Doch viele kiezbezogene, zeitzeugengebundenes Wissen und lokale Geschichtskenntnis werden nur ehrenamtlich gesammelt – und gelangen gar nicht in professionelle Archive. Es ist ganz sicher keine staatliche Aufgabe, diese Terminverwaltung zu sondieren und zu führen.
Doch das Ziel, „die Verbundenheit seiner Einwohner mit der Geschichte des Bezirks und die Identifikation zu fördern ist im Grundsatz richtig.
Ob nun gleich eine „Marke“ kreiert werden soll, kann erst diskutiert werden, wenn es so etwas wie ein Leitbild oder Konzept gibt.
In jedem Fall kommt es auf die „Belebung“ von Heimatpflege und Geschichtsarbeit an – und dies ist nur mit engagierten Menschen möglich! Ab 2014 kosten die zum Teil auch Mindestlohn – es wird nicht nur ehrenamtlich weiter gehen können.

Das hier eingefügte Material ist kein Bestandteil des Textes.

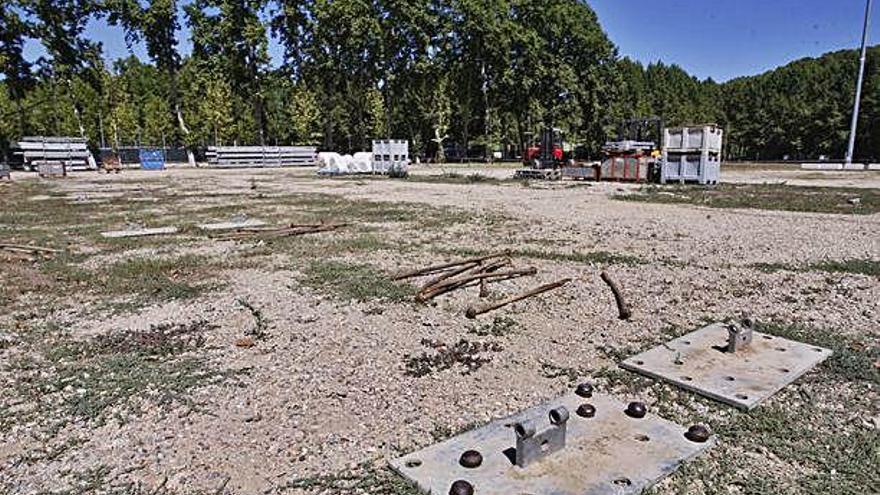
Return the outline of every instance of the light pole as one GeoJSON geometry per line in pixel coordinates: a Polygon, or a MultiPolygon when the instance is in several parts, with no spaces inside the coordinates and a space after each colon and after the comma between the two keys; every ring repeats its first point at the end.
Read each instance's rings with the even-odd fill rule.
{"type": "Polygon", "coordinates": [[[856,150],[856,129],[859,126],[859,106],[862,103],[862,82],[865,79],[865,59],[868,56],[868,26],[871,19],[871,4],[873,0],[868,0],[865,7],[865,27],[862,31],[862,58],[859,61],[859,81],[856,83],[856,103],[853,106],[852,127],[849,131],[849,148],[846,151],[846,164],[850,165],[853,161],[853,154],[856,150]]]}

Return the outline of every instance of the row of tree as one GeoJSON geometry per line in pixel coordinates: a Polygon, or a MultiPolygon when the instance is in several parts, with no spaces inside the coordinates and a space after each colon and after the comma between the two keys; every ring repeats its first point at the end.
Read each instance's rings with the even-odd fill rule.
{"type": "MultiPolygon", "coordinates": [[[[314,143],[374,137],[517,151],[552,125],[595,154],[621,119],[717,122],[730,158],[841,156],[855,52],[726,84],[620,58],[578,0],[6,0],[0,145],[79,135],[107,146],[314,143]],[[135,57],[105,66],[89,20],[135,57]],[[192,53],[181,56],[185,23],[192,53]],[[273,68],[269,36],[284,49],[273,68]],[[29,61],[26,39],[47,57],[29,61]]],[[[869,57],[859,154],[880,156],[880,49],[869,57]]],[[[442,157],[441,157],[442,158],[442,157]]]]}

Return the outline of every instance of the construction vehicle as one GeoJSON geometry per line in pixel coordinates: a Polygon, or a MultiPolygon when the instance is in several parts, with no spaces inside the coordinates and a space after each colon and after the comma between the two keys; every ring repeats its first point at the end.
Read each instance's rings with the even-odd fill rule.
{"type": "Polygon", "coordinates": [[[541,132],[541,141],[526,149],[523,161],[537,170],[557,169],[565,158],[562,130],[547,127],[541,132]]]}
{"type": "Polygon", "coordinates": [[[559,169],[565,164],[562,130],[546,127],[541,131],[541,140],[526,148],[523,153],[526,168],[516,171],[517,179],[558,180],[562,176],[559,169]]]}

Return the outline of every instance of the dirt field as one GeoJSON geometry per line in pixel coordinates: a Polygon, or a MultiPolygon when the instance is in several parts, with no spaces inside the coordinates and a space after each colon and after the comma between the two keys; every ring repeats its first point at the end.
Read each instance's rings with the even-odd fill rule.
{"type": "Polygon", "coordinates": [[[657,494],[880,486],[880,173],[737,168],[710,193],[510,175],[0,184],[0,242],[63,250],[0,252],[0,492],[412,494],[389,459],[583,380],[718,435],[657,494]],[[266,241],[196,227],[243,217],[348,226],[266,241]],[[181,231],[100,235],[133,225],[181,231]],[[538,275],[491,298],[573,282],[471,321],[477,289],[418,304],[426,279],[389,278],[504,250],[538,275]],[[748,414],[616,366],[742,316],[835,356],[748,414]]]}

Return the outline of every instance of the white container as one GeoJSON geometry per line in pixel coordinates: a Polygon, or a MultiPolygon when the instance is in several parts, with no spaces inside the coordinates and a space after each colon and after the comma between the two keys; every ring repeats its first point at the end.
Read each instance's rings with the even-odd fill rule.
{"type": "Polygon", "coordinates": [[[717,153],[667,153],[660,163],[660,182],[717,184],[721,179],[721,155],[717,153]]]}
{"type": "Polygon", "coordinates": [[[663,130],[663,149],[670,153],[721,153],[724,130],[714,125],[663,130]]]}
{"type": "Polygon", "coordinates": [[[409,141],[377,139],[373,141],[373,172],[406,173],[409,168],[409,141]]]}

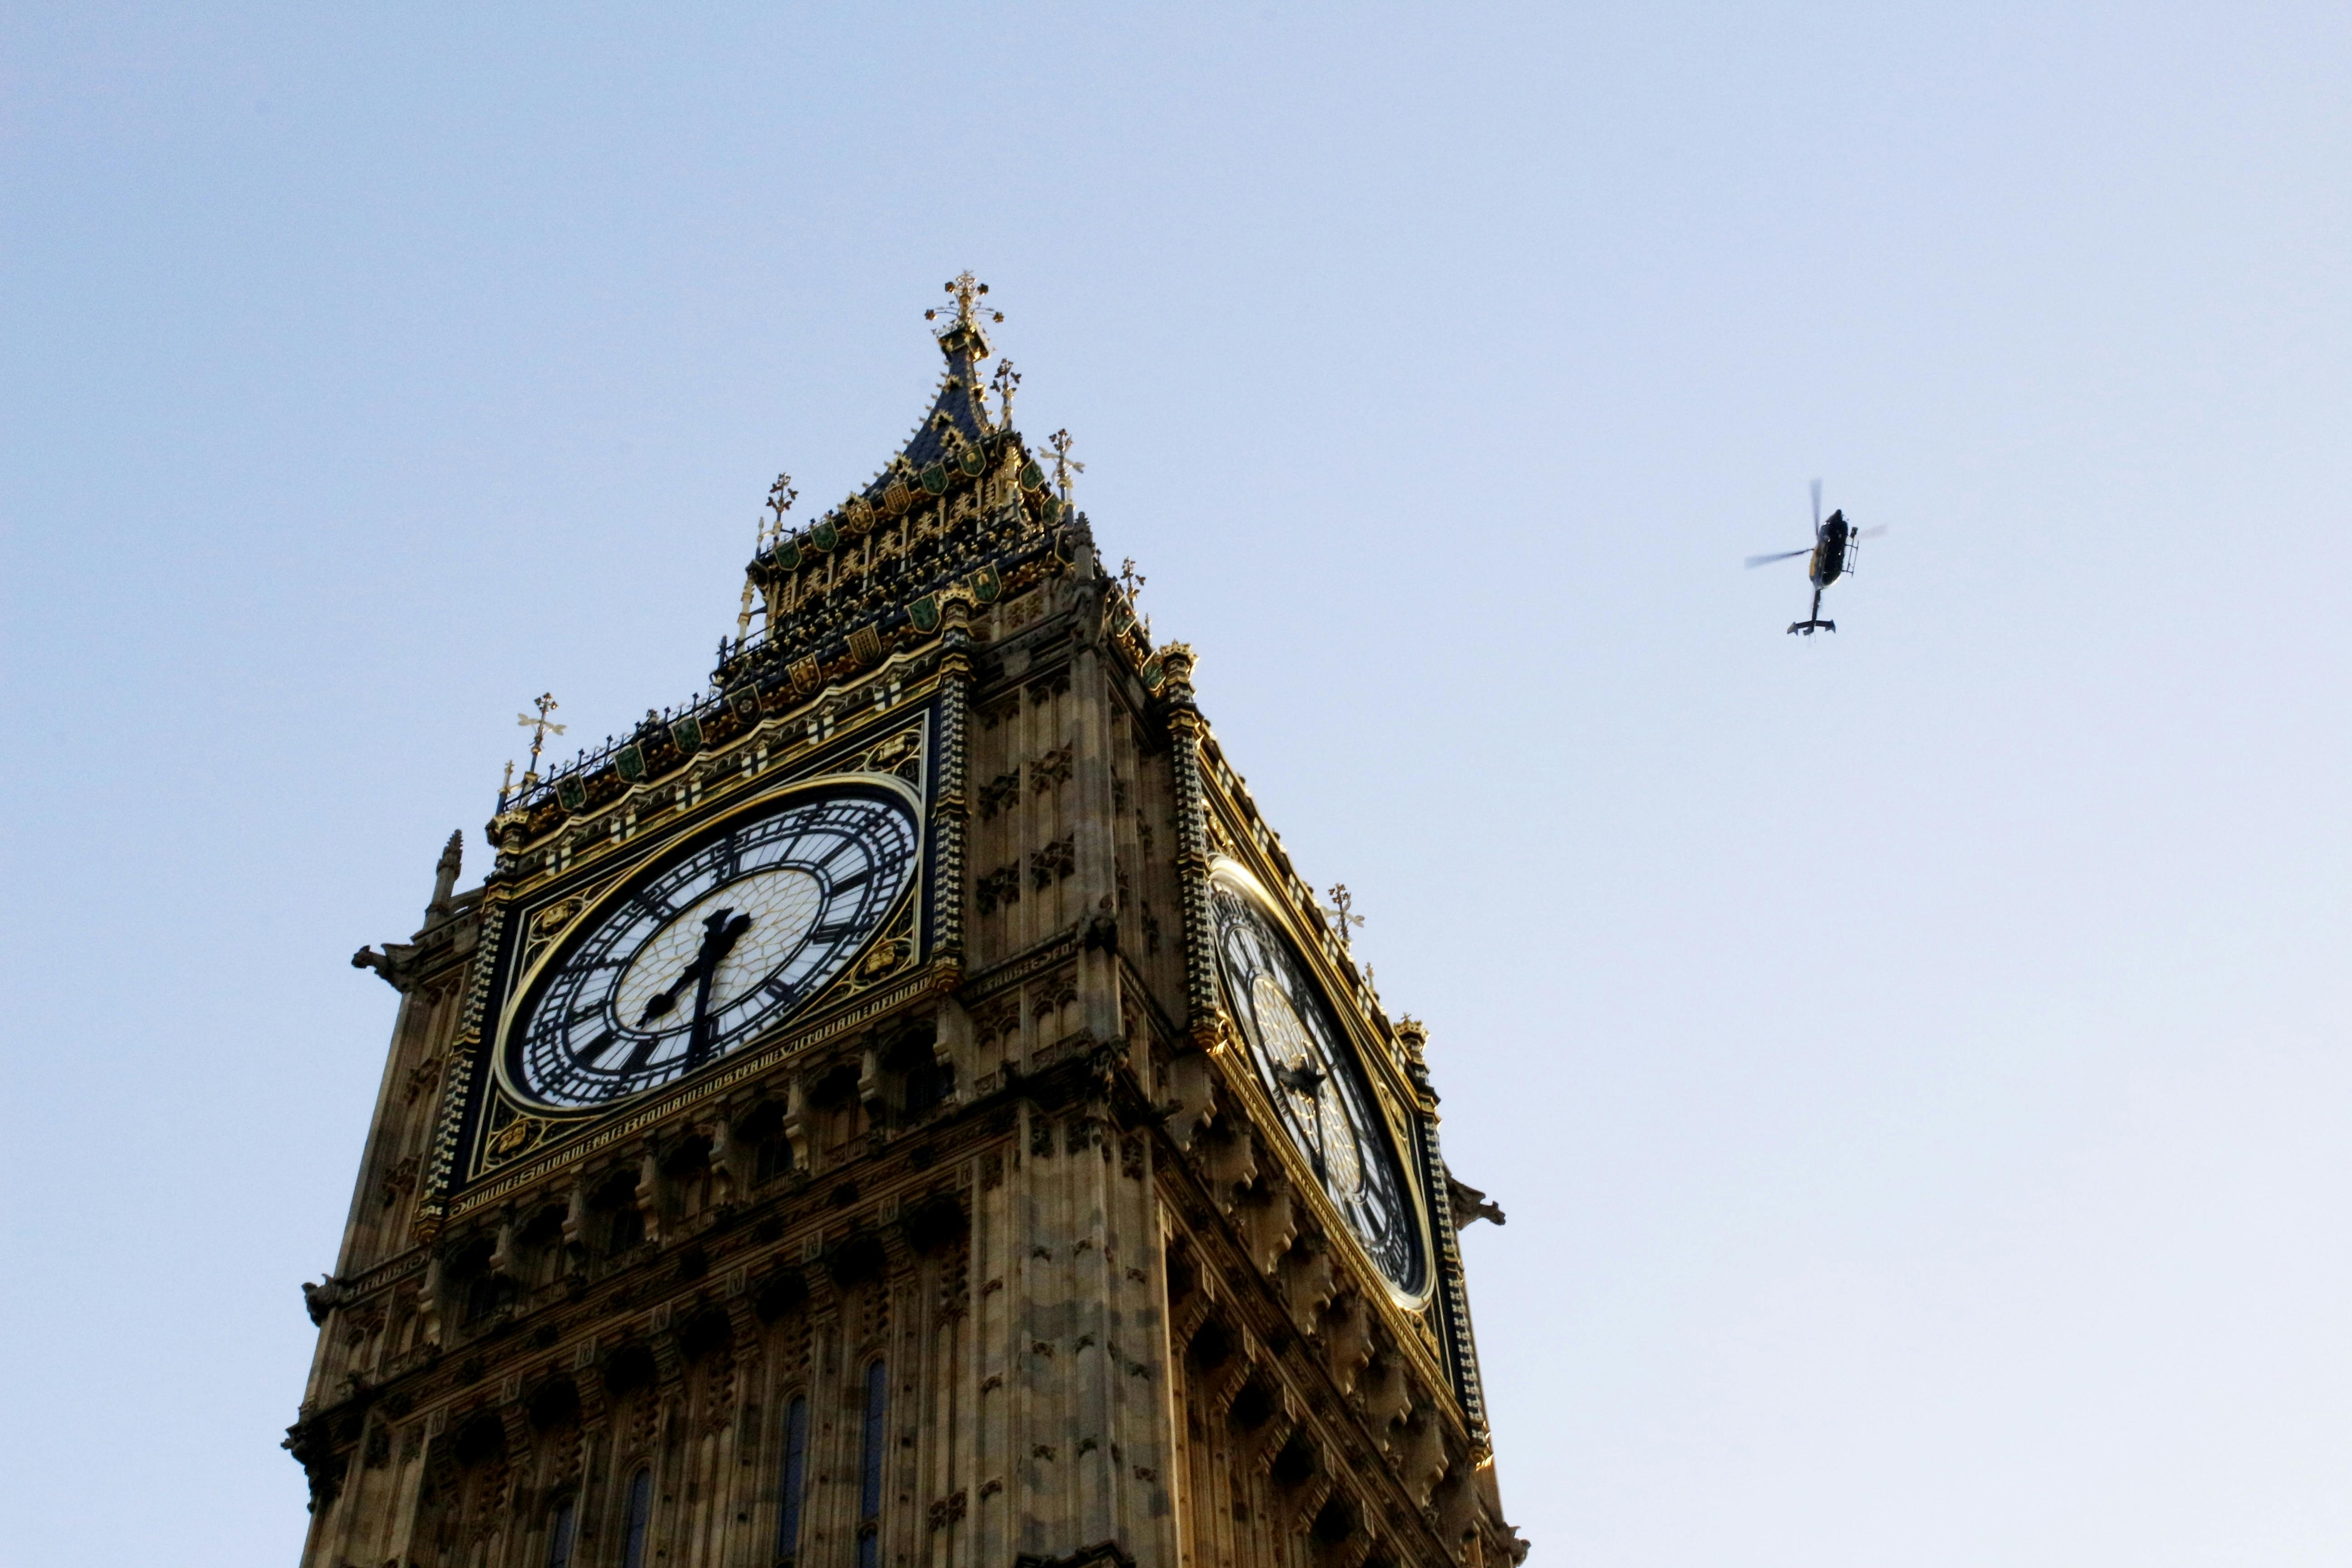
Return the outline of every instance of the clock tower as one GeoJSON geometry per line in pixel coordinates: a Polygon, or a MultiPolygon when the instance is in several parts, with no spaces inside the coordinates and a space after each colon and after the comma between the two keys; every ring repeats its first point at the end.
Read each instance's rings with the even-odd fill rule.
{"type": "Polygon", "coordinates": [[[310,1568],[1526,1552],[1424,1032],[948,287],[922,423],[813,523],[777,482],[709,689],[534,752],[352,961],[399,1016],[303,1288],[310,1568]]]}

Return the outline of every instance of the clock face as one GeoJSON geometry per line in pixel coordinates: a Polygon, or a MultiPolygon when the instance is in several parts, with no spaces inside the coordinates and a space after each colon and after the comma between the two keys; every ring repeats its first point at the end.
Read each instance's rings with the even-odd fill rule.
{"type": "Polygon", "coordinates": [[[1225,1000],[1284,1130],[1389,1283],[1419,1294],[1425,1271],[1404,1172],[1353,1047],[1255,897],[1220,876],[1210,898],[1225,1000]]]}
{"type": "Polygon", "coordinates": [[[607,899],[533,983],[507,1070],[542,1105],[683,1078],[848,967],[915,875],[914,808],[881,790],[738,817],[607,899]]]}

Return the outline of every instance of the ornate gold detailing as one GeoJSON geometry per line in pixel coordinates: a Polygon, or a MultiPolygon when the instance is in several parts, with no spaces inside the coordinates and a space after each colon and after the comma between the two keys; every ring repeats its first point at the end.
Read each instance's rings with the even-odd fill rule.
{"type": "Polygon", "coordinates": [[[554,712],[557,708],[562,706],[555,700],[555,694],[553,692],[541,692],[537,697],[531,699],[531,706],[539,710],[539,714],[536,718],[532,717],[529,713],[518,713],[515,715],[515,722],[530,731],[530,765],[522,771],[522,787],[526,790],[532,788],[539,783],[540,748],[547,744],[547,738],[550,735],[561,735],[563,733],[563,726],[548,717],[550,713],[554,712]]]}
{"type": "Polygon", "coordinates": [[[855,996],[883,984],[906,967],[915,956],[915,906],[910,900],[898,916],[885,927],[866,956],[850,966],[844,977],[840,994],[855,996]]]}
{"type": "Polygon", "coordinates": [[[988,384],[995,389],[997,402],[1002,405],[996,416],[998,428],[1004,430],[1012,429],[1013,395],[1020,390],[1021,373],[1013,368],[1013,362],[1011,360],[998,360],[996,362],[996,374],[989,377],[988,384]]]}
{"type": "MultiPolygon", "coordinates": [[[[976,321],[979,318],[985,318],[991,321],[1002,321],[1004,320],[1004,312],[1002,310],[974,310],[972,309],[974,302],[977,301],[981,296],[988,292],[988,285],[982,283],[979,279],[974,278],[970,269],[967,268],[964,271],[957,273],[954,277],[949,279],[945,284],[941,285],[941,287],[947,290],[949,297],[955,300],[955,320],[949,322],[945,328],[941,329],[942,336],[945,336],[948,332],[953,331],[958,327],[975,325],[976,321]]],[[[936,321],[939,318],[940,312],[937,310],[930,310],[923,312],[923,320],[927,321],[936,321]]]]}
{"type": "Polygon", "coordinates": [[[1070,476],[1085,473],[1087,466],[1070,456],[1070,448],[1076,443],[1071,439],[1067,430],[1055,431],[1045,437],[1045,444],[1054,448],[1054,488],[1062,492],[1062,503],[1066,506],[1070,500],[1070,476]]]}
{"type": "Polygon", "coordinates": [[[537,1116],[516,1116],[505,1126],[490,1134],[486,1165],[503,1165],[518,1154],[527,1154],[547,1136],[553,1122],[537,1116]]]}
{"type": "Polygon", "coordinates": [[[890,773],[919,784],[923,779],[923,731],[919,725],[908,725],[886,740],[867,747],[849,764],[849,771],[863,773],[890,773]]]}

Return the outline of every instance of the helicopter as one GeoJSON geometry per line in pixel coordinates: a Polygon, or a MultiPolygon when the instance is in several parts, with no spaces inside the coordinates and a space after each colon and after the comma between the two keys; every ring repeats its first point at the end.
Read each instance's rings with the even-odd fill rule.
{"type": "Polygon", "coordinates": [[[1813,481],[1812,544],[1807,549],[1783,550],[1773,555],[1751,555],[1748,558],[1748,564],[1752,568],[1768,565],[1775,561],[1794,560],[1800,555],[1811,556],[1812,560],[1806,563],[1805,575],[1812,579],[1813,613],[1804,620],[1790,622],[1790,635],[1794,636],[1798,632],[1802,632],[1807,637],[1811,637],[1817,630],[1833,632],[1837,630],[1837,623],[1822,619],[1822,590],[1853,570],[1853,558],[1857,553],[1854,546],[1858,541],[1875,539],[1885,531],[1883,526],[1857,529],[1846,521],[1845,513],[1843,511],[1830,513],[1829,521],[1823,522],[1822,521],[1822,481],[1815,479],[1813,481]]]}

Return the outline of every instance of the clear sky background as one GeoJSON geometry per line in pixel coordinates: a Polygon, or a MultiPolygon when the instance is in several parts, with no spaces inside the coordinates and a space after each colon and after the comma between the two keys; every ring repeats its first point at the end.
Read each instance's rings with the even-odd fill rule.
{"type": "Polygon", "coordinates": [[[12,1563],[278,1451],[515,714],[970,267],[1426,1019],[1539,1563],[2352,1561],[2352,10],[0,6],[12,1563]],[[1805,489],[1892,531],[1782,627],[1805,489]]]}

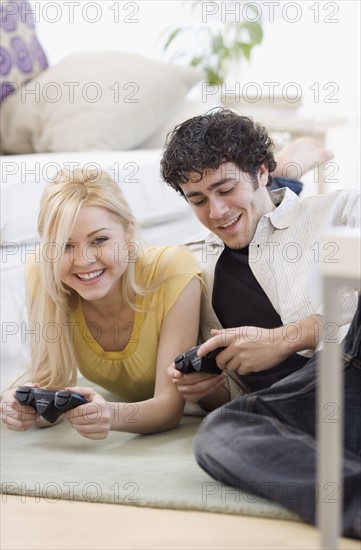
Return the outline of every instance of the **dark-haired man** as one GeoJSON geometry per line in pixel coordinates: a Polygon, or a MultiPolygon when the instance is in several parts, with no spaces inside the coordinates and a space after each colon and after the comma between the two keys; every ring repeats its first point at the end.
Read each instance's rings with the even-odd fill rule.
{"type": "MultiPolygon", "coordinates": [[[[175,128],[161,171],[209,230],[188,243],[207,289],[202,338],[216,329],[200,354],[223,347],[217,364],[246,394],[207,418],[196,439],[197,460],[216,479],[241,489],[252,482],[261,496],[314,522],[316,381],[315,357],[309,358],[322,326],[320,240],[327,228],[360,226],[360,197],[337,191],[300,201],[289,189],[269,192],[275,166],[264,128],[216,110],[175,128]],[[290,481],[300,487],[292,502],[284,491],[290,481]]],[[[340,340],[356,307],[357,293],[345,290],[337,319],[340,340]]],[[[361,444],[355,435],[361,429],[360,354],[354,353],[356,362],[350,356],[345,369],[345,414],[353,419],[345,428],[348,536],[360,536],[361,529],[361,444]]],[[[172,367],[170,374],[188,400],[213,401],[213,407],[229,400],[225,374],[180,375],[172,367]]]]}

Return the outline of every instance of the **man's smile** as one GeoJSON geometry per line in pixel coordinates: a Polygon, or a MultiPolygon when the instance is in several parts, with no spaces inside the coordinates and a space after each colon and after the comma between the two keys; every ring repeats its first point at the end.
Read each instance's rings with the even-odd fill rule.
{"type": "Polygon", "coordinates": [[[226,222],[222,225],[218,225],[217,229],[228,229],[228,227],[232,227],[233,225],[235,225],[238,222],[238,220],[241,218],[241,216],[242,216],[242,214],[239,214],[238,216],[236,216],[235,218],[232,218],[228,222],[226,222]]]}

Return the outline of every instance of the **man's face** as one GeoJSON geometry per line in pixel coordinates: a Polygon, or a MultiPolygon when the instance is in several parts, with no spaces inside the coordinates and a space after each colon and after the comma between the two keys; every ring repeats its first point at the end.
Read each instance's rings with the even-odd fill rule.
{"type": "Polygon", "coordinates": [[[182,190],[199,221],[229,248],[237,249],[252,241],[259,220],[275,208],[267,181],[265,165],[254,180],[235,164],[225,162],[217,170],[207,171],[200,181],[190,174],[182,190]]]}

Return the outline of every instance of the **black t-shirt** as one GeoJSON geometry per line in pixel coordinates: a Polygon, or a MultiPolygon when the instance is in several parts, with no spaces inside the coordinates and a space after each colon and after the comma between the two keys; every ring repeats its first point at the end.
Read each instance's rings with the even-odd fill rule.
{"type": "MultiPolygon", "coordinates": [[[[248,247],[224,248],[216,264],[212,305],[223,328],[272,329],[282,325],[279,314],[249,267],[248,247]]],[[[247,333],[244,334],[247,337],[247,333]]],[[[300,369],[307,360],[294,353],[271,369],[240,376],[240,379],[249,391],[261,390],[300,369]]]]}

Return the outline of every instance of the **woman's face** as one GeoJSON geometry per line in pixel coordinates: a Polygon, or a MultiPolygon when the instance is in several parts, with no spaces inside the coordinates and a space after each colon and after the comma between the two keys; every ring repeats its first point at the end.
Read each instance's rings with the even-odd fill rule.
{"type": "Polygon", "coordinates": [[[116,299],[134,246],[108,210],[83,206],[63,247],[60,279],[84,300],[116,299]]]}

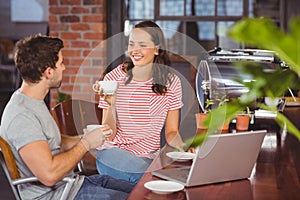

Überlastung? Überforderung? Oder Tunnelblick? Mißachtung der BVV?
Die Antwort des Amtes für Weiterbildung und Kultur ist für die Pankower BVV-Abgeordneten und auch die Bürgerinnen und Bürger sehr unbefriedigend.
Auch die Kulturschaffenden und die wirtschaftlich Betroffenen im Tourismuswirtschaft und Gastronomie können darüber nicht glücklich sein.
Wenn eine Kulturamtsleitung beständig nur „Mangel“ als Entschuldigung ins Feld führt, dann muß auch gefragt werden, warum die teure Kulturamtsleitung nicht längst eine politische Agenda aufgemacht hat?
Will man erst auf anstehende Pensionierungen oder den Weggang von Führungspersonal warten? Oder kann nicht jeden Tag eine ausgreifende Initiative zum Kultursponsoring, zur Kooperation oder ein jährlicher runder Tisch mit allen interessierten Kreisen eingeladen werden?
Müssen nicht einfach einmal alle Akteure identifiziert und angesprochen werden? Oder ist Kulturförderung in Pankow eine Angelegenheit von den „üblichen Verdächtigen“, die hinter verschlossenen Türen tagen, und den Kulturstadtrat obendrein mit „Standard-Texten“ belasten?
Man darf gespannt sein, ob sich der Kulturausschuß sich so einfach abspeisen lässt. Die jahrzehntelange Tunnelperspektive der Kulturamtsleitung, Mangel- und Spardenken beim Blick auf den Bezirk Pankow scheinen nie richtig hinterfragt worden zu sein. m/s
*) Anmerkung:
Dieter-Geisthardt-Archiv, Ortschronik von Französisch Buchholz im Traditionszimmer,
Gravensteinstr. 8 – 10, 13127 Berlin/OT Französisch Buchholz.